Breakfast Sausage Quesadillas
- 1 (12-ounce) package 97% fat-free ground pork sausage
- Vegetable cooking spray
- 1 to 2 teaspoons hot sauce
- 1 (15-ounce) container Southwestern-flavored egg substitute
- 1 1/2 cups (6 ounces) shredded reduced-fat Mexican cheese blend
- 6 (10-inch) whole-wheat or white flour tortillas
- 1/2 cup nonfat sour cream
- 3 green onions, chopped
- Salsa (optional)
- Cook sausage in a large nonstick skillet coated with cooking spray over medium-high heat 10 minutes or until sausage crumbles and is no longer pink. Drain sausage and pat dry with paper towels. Return to skillet and stir in hot sauce; set aside.

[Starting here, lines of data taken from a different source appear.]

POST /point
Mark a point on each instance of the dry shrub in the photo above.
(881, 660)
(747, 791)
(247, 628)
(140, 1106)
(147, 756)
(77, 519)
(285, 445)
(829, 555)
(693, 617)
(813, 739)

- Cook egg substitute in a large skillet coated with vegetable cooking spray over medium-high heat without stirring 1 to 2 minutes or until it begins to set on bottom.
- Draw a spatula across bottom of skillet to form large curds. Cook 3 to 4 minutes or until thickened and moist. (Do not stir constantly.) Remove skillet from heat.
- Spoon sausage, egg substitute, and cheese evenly over half of each tortilla. Fold in half, pressing gently to seal. Lightly coat both sides of tortillas with cooking spray.
- Cook in a large skillet coated with cooking spray over medium-high heat, in 3 batches, 3 minutes on each side or until lightly browned and cheese is melted. Top evenly with sour cream, green onions, and, if desired, salsa. Serve immediately.
- Note: For testing purposes only, we used Jimmy Dean 97% fat-free sausage and EggBeaters Southwestern.